Animal studies show a clear increase in circulating antibody in the mite-infested Tyrosine Kinase Inhibitor Library mouse host and a rapid response to re-infestation, accompanied by a spontaneous clearance or significant reduction in mite numbers. Arlian et al. (44) demonstrated that IgG antibodies to S. scabiei var. canis whole mite extract in four different infested host species and S. scabiei var. canis-infested rabbits and dogs had elevated serum levels of total immunoglobulin, IgE and IgG compared

to controls (36,44–46). Studies in sheep demonstrated that primary infestations with either S. scabiei var. ovis or Psoroptes ovis elicited significant increases in levels of IgG, IgE and IgM that were reduced with challenge infestations (47,48). Vaccination of goats with separated mite proteins invoked high levels of scabies-specific IgG but failed to induce specific IgE. In contrast, goats challenged experimentally with a primary or repeated mite challenge developed strong serum IgE and IgG antibody responses to Sarcoptes antigens (49). Antibody IgG responses to whole mite S. scabiei antigen in pigs have also been widely described using commercial ELISA tests with varying sensitivity and specificity (50–52). However, more recent results suggest that a diagnosis of sarcoptic mange in pigs may not correlate

with serum IgG against crude extract of S. scabiei (53). In summary, Dinaciclib manufacturer it appears that patients with crusted scabies have significantly elevated total and S. scabiei specific IgE levels in comparison with patients with ordinary scabies, in which weaker and more varied responses are documented. It seems the pronounced humoral response in crusted scabies is comparable to that observed for animal infestations, but in the case of crusted scabies the immune response is unprotective and unable to control or reduce the mite burden even when challenged in sequential infestations. Human skin harbours a variety of immune response-associated components that together form

the skin immune system, which consists typically of lymphocytes, Langerhans 4-Aminobutyrate aminotransferase cells, dermal dendritic cells, keratinocytes, granulocytes and skin-draining regional lymph nodes.

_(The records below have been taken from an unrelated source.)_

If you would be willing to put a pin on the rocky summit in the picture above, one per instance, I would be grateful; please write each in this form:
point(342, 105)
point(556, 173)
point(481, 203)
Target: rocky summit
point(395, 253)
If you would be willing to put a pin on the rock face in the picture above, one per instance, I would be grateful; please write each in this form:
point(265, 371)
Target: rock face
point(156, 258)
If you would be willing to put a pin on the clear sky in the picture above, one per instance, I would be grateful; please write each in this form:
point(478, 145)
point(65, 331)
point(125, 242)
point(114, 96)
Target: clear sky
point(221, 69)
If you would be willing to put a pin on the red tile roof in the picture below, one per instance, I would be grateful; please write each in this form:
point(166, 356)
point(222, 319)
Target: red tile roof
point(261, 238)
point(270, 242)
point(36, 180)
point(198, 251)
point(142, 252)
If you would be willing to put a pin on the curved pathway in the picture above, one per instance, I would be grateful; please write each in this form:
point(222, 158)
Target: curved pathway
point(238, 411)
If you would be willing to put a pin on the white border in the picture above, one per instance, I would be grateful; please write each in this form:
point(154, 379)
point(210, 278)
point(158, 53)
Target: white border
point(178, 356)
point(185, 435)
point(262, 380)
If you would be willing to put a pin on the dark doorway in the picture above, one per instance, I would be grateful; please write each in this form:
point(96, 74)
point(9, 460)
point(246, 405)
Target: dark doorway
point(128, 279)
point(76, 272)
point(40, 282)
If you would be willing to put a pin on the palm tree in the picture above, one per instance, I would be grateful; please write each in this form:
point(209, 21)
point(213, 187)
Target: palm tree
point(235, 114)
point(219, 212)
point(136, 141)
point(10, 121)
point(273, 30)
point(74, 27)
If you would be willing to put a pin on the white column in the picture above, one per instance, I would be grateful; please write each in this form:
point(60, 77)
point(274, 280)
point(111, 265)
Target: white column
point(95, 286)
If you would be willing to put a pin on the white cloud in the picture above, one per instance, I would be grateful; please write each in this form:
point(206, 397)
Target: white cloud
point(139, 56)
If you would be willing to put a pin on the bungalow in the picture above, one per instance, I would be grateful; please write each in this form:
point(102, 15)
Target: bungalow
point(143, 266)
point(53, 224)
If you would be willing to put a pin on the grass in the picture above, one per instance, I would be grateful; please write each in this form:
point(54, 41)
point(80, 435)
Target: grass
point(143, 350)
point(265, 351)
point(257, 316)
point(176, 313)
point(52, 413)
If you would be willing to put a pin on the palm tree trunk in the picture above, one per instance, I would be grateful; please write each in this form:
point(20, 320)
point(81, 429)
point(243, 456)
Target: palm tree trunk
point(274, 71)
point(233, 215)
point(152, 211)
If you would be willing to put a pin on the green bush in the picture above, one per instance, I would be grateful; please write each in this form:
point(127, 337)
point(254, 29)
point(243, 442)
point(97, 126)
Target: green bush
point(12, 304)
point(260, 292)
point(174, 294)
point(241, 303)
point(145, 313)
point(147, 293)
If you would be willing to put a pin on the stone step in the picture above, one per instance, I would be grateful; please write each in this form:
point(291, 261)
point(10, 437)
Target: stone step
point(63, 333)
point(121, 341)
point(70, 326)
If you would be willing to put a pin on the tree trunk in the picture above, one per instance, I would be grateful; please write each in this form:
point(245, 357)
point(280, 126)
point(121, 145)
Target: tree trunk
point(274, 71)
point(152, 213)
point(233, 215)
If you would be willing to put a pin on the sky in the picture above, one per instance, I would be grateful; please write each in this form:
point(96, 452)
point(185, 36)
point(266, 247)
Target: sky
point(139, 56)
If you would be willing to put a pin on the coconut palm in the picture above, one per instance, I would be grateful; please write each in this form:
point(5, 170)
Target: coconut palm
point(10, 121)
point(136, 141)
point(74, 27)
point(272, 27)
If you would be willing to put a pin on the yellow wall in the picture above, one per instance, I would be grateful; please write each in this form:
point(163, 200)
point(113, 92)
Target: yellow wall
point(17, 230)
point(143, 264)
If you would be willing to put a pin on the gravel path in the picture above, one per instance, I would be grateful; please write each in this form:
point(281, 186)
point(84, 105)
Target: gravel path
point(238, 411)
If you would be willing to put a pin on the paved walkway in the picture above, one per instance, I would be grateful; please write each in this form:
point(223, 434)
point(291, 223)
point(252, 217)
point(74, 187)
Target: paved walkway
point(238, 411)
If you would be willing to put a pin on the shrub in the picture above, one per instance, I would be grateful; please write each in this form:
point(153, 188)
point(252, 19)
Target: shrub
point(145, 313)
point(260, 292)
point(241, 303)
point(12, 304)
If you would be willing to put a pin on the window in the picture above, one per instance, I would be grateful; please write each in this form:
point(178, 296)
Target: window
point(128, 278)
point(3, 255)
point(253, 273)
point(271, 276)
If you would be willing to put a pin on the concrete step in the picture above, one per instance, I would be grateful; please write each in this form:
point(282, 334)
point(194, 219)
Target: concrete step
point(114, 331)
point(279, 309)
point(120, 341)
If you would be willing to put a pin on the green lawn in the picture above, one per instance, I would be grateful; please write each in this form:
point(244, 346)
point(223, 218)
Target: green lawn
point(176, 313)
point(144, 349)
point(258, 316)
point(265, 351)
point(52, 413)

Regulation of the skin defence mechanism is important as abnormal or inappropriate immune reactions lead to pathogenesis of skin disorders including dermatitis, psoriasis and eczema. Exposure to antigens/allergens can lead to allergic skin disorders such as atopic dermatitis, urticaria and allergic contact dermatitis. T cells play a central role in the activation and regulation of immune responses by recognizing antigen and inducing cytokine production. Furthermore, keratinocytes are known to produce pro-inflammatory cytokines IL-1, IL-6, IL-8 and TNF-α, and the immunomodulatory cytokines IL-10 and IL-12, originating from keratinocytes, are considered to be responsible for systemic effects (54).